Êtes-vous un passionné de voyages?


Gérez-vous les risques pour vous-même ou laissez-vous les autres le faire à votre place?

MON PREMIER BUS DE POULET m'a brisé. Faire le tour du bord d'une autoroute laotienne à haute altitude en 2007 a rendu pour la première fois la possibilité d'une mort par chute terrible. Sur le siège avant, un garde agrippé à l'AK-47 plus jeune que moi n'a été que légèrement moins préoccupé par la mort par attaque de bandit pour la journée passée dans ce véhicule déchaîné.

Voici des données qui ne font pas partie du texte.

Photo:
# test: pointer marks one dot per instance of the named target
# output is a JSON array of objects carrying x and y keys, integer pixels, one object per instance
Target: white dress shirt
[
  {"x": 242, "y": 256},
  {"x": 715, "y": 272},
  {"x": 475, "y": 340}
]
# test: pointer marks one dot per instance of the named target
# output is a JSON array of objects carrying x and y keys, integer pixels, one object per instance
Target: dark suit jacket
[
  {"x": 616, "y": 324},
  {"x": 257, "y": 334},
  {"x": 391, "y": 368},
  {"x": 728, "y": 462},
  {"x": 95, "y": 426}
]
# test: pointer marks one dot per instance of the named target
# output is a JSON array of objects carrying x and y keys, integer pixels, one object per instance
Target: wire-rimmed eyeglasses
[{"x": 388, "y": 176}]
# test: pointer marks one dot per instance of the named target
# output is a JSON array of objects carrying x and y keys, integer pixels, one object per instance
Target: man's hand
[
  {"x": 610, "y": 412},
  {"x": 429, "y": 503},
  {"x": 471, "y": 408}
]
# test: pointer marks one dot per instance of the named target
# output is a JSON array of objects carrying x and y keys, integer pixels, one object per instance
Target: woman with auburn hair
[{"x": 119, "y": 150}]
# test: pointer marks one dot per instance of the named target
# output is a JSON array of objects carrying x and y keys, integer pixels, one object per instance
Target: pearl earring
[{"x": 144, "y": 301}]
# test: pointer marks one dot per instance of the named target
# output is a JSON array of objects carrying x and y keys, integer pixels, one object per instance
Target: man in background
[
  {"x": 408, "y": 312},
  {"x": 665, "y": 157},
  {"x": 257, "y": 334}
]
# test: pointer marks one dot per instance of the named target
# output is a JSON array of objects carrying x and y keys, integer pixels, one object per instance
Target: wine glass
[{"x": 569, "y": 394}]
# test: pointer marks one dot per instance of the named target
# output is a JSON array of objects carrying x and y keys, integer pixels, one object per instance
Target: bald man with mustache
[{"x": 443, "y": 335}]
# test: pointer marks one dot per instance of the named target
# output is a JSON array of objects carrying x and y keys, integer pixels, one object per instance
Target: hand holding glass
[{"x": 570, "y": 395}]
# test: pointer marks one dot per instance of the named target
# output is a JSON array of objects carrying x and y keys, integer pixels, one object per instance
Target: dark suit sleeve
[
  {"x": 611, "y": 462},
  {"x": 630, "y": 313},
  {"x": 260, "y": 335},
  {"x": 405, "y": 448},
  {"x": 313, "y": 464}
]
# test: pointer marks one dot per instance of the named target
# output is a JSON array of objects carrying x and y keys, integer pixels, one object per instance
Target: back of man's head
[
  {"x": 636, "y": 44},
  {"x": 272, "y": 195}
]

Certaines années, et beaucoup d’autres bus de poulet plus tard, j’ai probablement été dans des endroits plus effrayants, mais j'ai également appris en cours de route qu’une grande partie des voyages «dangereux» ressemblaient davantage à non planifié, non calculé Voyage. Plus je me penche sur les spécificités d'un voyage, plus je me rends compte à quel point il est possible de faire plus en toute sécurité que mes premières impressions anecdotiques jamais suggérées.

Comme ces gars qui sautent des montagnes en costume d'écureuil.

Quelque part en cours de route, l'Amérique a perdu son chemin.

C’est un point que le photojournaliste et collaborateur de Matador Jonathan Kalan fait valoir en discutant des perceptions que les gens de retour aux États-Unis ont généralement sur les voyages dans des endroits inconnus:

… Quelque part en cours de route, l'Amérique a perdu son chemin. Nous sommes devenus une culture obsédée et animée par la peur. Nous craignons maintenant un seul cheveu dans nos crêpes aux myrtilles, nous craignons notre eau, nos vaccins, la saleté, les enfants TDAH, les piqûres d'abeilles, l'air, les germes et les sièges de toilettes publiques. C’est comme si un groupe d’hypocondriaques s’emparait de notre politique, de nos médias et de notre marketing, créant une culture hyper-gonflée de la peur qui est au mieux névrotique, carrément mauvaise au pire. Nous craignons les gens, les étrangers, alors qu'ils sont ceux en lesquels nous devrions avoir le plus confiance.

Il plaide, en effet, pour une distinction entre le danger basé sur les calculs que vous avez faits vous-même et le danger basé sur les calculs des autres. Trop compter sur ce dernier, c'est ne pas monter dans ce bus de poulet. Ne pas voyager en dehors des endroits qui ont leurs propres pages Facebook. Et s'inquiéter des petits détails de la préparation de votre dîner.

Tout le monde s'en fout. Le bar veut des armes, des bus de poulet et de l'altitude.

Et c'est parce que les perceptions du danger basées sur la culture populaire sont exagérées. Teinté du drame que le journaliste ajoute pour faire une histoire, ou le voyageur ajoute au bar pour faire grandir les yeux des auditeurs. Personne ne veut savoir comment vous avez emballé une trousse de premiers soins, planifié votre itinéraire à l'avance, maintenu en contact avec votre domicile ou bien pensé à vos risques.

Tout le monde s'en fout. Le bar veut des armes, des bus de poulet et de l'altitude.

Mais lorsque vous décidez de voyager, soyez prêt à ne pas tenir compte des histoires horribles qui vous ont été racontées comme la vérité d’un lieu. Asseyez-vous, faites les calculs pour vous-même et vous constaterez que beaucoup plus devient possible. Parfois, vous découvrirez peut-être qu’il est possible de boire de l’eau sans la faire bouillir.